Fakat bir karınca, hemencecik huzura gelmedi. Yuvasının önünde bir toprak tepe vardı. O tepeyi düzeltmek için yel gibi toprak zerrelerini birer birer taşımaktaydı.
Süleyman, bu karıncayı yanına çağırıp dedi ki:
Ey karınca! Görüyorum ki pek güçlü sayılmazsın. Nuh un ömrüyle Eyyûb un sabrına sahip olsan yine bu tepeyi kaldırmaya güç yetiremezsin.

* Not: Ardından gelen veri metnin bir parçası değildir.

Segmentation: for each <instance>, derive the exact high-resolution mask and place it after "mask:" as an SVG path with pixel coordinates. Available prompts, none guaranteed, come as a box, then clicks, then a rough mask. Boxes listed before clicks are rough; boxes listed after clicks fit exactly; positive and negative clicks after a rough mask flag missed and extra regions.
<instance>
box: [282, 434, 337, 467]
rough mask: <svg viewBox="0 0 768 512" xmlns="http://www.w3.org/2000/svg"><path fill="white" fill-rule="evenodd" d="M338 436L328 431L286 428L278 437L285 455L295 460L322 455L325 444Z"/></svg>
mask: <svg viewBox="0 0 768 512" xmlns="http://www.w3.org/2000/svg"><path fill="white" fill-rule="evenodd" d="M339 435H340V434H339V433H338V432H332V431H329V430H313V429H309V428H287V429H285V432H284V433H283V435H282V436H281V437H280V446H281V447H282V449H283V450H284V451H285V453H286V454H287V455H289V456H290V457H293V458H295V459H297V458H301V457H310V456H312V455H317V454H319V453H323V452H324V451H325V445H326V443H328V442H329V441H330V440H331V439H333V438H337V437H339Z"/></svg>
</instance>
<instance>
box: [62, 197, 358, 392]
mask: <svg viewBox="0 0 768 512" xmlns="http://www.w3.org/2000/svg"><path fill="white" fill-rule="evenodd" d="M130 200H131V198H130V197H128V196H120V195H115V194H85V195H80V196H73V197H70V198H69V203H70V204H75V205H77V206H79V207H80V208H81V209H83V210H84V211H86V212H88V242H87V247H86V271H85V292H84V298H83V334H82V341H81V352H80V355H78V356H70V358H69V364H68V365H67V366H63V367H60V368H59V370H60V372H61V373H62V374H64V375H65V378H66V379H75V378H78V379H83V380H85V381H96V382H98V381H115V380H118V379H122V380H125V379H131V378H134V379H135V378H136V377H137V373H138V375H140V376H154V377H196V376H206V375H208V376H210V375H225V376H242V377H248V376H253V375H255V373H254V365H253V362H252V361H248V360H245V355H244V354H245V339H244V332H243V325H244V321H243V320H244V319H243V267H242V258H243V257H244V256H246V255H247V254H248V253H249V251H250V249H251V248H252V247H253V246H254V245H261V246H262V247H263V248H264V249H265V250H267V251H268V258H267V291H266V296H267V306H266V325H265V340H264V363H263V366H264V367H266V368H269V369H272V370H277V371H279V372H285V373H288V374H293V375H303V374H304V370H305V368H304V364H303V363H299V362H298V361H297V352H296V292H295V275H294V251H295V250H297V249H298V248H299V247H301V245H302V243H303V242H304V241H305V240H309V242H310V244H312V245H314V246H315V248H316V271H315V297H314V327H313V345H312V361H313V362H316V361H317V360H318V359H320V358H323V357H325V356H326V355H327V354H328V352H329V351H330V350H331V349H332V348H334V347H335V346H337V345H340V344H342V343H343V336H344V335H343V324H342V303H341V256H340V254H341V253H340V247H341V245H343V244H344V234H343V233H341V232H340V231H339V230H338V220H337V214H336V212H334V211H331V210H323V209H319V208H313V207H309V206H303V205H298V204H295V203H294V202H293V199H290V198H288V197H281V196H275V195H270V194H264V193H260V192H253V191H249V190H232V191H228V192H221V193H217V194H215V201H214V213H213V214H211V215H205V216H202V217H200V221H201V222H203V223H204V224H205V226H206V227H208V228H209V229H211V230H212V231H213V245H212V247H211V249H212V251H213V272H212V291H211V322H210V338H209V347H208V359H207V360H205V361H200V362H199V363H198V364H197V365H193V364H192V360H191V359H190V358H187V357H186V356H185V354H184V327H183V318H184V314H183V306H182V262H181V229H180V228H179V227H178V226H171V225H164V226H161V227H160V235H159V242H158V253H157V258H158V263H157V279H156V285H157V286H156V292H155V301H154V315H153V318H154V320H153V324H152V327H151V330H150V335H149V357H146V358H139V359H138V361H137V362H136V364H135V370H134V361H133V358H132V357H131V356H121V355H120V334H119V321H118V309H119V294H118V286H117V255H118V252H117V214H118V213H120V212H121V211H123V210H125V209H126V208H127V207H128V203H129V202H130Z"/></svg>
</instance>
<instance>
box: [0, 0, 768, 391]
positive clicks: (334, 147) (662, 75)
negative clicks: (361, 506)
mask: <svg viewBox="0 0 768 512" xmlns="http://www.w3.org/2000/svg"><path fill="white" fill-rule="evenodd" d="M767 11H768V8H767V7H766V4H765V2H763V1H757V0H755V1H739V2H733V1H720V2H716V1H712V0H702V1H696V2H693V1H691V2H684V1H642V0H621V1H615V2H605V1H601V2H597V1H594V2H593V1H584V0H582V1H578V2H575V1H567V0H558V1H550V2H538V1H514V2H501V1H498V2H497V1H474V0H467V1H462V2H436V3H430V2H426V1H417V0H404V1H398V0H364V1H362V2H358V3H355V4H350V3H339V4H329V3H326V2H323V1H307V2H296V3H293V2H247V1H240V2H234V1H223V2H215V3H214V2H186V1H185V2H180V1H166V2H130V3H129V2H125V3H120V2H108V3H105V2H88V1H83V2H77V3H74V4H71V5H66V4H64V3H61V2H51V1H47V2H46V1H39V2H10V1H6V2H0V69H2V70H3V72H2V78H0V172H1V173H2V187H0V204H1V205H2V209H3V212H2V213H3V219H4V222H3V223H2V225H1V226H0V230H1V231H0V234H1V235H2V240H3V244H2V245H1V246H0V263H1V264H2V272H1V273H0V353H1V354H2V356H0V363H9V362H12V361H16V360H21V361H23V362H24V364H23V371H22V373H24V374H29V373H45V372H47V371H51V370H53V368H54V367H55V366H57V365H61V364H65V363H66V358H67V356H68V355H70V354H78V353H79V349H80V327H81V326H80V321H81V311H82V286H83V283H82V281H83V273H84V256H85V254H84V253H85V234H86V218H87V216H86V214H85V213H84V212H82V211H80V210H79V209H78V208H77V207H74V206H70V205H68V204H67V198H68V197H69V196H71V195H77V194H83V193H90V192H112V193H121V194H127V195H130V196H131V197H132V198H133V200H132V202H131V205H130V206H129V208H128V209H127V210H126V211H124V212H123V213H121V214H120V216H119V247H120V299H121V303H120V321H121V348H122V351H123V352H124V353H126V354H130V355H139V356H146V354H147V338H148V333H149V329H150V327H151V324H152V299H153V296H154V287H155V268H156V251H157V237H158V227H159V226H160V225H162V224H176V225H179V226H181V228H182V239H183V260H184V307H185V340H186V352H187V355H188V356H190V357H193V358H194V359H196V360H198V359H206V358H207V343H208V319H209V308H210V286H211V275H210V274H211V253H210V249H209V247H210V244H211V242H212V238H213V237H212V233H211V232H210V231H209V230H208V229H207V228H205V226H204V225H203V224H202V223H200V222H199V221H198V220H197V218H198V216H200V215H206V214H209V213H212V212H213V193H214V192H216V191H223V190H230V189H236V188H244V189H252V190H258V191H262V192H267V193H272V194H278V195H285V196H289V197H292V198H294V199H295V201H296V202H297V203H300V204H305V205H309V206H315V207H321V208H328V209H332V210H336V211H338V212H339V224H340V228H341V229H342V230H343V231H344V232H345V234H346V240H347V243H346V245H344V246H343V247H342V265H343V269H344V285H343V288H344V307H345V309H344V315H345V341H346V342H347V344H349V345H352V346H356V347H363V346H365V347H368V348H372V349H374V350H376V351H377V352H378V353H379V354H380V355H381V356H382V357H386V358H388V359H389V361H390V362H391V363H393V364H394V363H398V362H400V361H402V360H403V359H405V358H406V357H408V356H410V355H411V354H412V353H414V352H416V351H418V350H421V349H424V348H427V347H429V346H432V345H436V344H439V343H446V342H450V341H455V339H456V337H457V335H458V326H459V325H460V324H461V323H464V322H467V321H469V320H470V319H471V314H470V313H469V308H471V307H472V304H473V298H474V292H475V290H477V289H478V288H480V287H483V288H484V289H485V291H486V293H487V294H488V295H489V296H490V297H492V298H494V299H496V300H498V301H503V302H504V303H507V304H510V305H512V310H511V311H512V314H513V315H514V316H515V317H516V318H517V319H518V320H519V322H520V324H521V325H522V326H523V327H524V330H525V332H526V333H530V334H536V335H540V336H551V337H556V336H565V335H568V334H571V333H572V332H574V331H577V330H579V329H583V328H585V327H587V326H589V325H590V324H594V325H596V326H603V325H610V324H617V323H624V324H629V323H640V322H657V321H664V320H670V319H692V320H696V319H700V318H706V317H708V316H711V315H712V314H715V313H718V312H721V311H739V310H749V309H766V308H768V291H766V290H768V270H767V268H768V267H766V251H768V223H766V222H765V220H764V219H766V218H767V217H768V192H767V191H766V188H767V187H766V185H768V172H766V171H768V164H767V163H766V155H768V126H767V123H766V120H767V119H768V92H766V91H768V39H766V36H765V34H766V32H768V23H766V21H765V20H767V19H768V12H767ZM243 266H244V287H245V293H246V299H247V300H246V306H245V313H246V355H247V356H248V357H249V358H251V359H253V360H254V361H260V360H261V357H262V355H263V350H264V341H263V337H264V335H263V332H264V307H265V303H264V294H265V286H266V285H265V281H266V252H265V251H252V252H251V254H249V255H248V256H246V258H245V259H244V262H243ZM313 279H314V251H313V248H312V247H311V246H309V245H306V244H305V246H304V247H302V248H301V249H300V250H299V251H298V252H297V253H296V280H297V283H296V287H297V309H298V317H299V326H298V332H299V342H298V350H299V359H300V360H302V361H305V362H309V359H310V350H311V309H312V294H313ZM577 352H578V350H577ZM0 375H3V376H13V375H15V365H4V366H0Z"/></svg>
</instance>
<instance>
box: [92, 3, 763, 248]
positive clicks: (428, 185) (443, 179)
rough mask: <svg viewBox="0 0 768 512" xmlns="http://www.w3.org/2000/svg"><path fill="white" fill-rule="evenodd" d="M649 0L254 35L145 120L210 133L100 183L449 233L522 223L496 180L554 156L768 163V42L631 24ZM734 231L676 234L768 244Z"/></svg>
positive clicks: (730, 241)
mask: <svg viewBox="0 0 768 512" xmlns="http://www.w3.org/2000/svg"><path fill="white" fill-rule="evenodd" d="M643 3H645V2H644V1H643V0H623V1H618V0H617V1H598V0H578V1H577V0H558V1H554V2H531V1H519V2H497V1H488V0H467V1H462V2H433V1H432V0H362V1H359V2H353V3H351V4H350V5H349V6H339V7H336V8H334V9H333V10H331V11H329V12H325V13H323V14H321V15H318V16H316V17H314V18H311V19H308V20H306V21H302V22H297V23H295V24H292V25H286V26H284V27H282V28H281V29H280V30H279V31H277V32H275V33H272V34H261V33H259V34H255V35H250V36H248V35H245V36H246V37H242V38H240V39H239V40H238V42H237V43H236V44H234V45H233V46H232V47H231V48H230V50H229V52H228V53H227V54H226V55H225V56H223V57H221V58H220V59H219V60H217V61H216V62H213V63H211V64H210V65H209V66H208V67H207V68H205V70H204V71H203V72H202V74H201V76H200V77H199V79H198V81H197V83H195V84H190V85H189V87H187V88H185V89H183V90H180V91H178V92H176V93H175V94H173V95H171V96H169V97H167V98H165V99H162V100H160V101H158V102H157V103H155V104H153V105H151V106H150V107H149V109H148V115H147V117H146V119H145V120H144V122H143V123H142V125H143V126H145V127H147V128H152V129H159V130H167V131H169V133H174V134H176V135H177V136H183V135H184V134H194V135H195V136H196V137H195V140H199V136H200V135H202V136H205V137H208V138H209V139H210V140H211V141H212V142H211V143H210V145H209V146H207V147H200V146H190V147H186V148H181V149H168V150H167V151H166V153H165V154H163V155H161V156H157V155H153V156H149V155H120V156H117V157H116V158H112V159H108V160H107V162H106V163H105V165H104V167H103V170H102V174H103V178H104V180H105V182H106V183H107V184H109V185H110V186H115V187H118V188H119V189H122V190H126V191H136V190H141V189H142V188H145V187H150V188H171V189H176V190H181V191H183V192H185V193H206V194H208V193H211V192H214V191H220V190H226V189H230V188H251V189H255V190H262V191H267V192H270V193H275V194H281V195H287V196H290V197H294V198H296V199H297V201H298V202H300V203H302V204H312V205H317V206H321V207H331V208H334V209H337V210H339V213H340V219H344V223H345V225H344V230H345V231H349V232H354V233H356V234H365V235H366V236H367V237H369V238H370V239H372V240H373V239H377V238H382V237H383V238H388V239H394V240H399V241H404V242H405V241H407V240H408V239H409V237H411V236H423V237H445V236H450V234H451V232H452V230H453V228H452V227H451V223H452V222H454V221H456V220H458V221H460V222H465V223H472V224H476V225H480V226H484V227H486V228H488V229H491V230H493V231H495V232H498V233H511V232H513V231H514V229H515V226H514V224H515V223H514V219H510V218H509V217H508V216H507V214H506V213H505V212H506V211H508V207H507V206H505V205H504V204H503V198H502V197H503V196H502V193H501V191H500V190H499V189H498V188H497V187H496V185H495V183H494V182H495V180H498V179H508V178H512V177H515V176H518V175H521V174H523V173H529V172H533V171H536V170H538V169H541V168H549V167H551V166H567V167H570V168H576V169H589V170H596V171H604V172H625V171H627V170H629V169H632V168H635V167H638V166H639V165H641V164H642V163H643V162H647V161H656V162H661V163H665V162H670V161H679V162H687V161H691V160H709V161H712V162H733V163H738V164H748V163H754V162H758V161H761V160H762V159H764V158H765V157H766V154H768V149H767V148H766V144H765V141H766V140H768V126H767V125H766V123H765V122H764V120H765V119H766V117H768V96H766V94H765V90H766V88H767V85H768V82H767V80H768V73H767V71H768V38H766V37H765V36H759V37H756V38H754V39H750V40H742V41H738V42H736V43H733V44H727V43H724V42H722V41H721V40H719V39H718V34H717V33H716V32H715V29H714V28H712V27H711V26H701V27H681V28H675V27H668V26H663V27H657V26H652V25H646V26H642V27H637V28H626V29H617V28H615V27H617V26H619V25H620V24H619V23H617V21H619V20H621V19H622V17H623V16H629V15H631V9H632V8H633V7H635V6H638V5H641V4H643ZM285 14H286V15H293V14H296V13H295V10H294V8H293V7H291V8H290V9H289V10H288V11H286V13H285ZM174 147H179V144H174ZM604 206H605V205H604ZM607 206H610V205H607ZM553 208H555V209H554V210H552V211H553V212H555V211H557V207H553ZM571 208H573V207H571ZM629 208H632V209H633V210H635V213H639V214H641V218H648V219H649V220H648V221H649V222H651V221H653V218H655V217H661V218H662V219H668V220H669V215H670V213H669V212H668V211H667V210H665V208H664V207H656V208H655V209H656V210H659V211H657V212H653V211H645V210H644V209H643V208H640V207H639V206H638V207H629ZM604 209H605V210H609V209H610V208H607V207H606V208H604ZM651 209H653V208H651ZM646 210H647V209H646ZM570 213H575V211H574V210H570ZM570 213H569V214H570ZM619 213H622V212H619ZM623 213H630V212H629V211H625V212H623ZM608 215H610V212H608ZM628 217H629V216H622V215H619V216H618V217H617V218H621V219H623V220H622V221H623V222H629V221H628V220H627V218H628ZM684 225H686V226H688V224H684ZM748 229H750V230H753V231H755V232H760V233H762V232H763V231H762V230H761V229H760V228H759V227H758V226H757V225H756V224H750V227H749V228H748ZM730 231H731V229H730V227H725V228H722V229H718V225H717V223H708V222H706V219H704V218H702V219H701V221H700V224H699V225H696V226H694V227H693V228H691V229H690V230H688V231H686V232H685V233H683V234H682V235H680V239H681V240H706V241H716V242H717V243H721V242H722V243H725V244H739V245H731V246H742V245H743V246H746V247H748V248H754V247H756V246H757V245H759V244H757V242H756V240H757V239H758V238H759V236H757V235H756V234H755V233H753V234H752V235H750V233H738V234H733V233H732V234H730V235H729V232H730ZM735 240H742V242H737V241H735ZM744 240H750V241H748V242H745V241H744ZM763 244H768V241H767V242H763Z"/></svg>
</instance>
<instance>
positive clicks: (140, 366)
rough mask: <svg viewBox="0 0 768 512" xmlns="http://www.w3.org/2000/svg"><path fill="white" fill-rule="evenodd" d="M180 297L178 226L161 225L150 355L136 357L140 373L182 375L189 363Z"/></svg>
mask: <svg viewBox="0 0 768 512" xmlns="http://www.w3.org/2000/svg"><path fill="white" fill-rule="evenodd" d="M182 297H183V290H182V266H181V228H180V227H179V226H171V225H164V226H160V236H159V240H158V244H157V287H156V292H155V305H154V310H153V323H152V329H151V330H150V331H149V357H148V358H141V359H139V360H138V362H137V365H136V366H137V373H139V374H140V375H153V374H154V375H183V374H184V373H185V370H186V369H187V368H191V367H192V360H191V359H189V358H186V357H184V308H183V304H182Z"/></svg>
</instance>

Böyle bir iş, senin gibisinin kol kuvvetiyle yapılamaz. Bu tepeyi sen kaldıramazsın.
Karınca dile geldi:
Padişahım! dedi, bu yolda ancak himmetle yürünebilir. Sen benim yaratılışıma bakma. Himmetimdeki yüceliğe bak. Benden ayrı bir karınca var. Göremiyorum onu. Fakat beni aşk tuzağına çekti. Bana dedi ki: Sen şu toprak tepeyi dümdüz yol yaparsan ben de senin yolundan bu hicran kayasını kaldırır, seninle düşer kalkarım. Hemen şimdi ben de bu işe bel bağladım. Bu toprağı taşımaktan başka çarem yok. Bu toprağı kaldırır, tepeyi dümdüz bir hale getirirsem onun vuslatını elde edebileceğim. Bu hususta çalışıp çabalarken ölebilirim, ama hiç olmazsa yalan yere bir davaya kalkışmış sayılmam ya!
Azizim, aşkı karıncadan öğren! Gözün kıymetini körden belle!
Karıncanın kilimi karadır ama gayret kemeri vardır belinde. Karıncaya bile hor bakma sakın! Onun da gönlünde bir aslan yatar.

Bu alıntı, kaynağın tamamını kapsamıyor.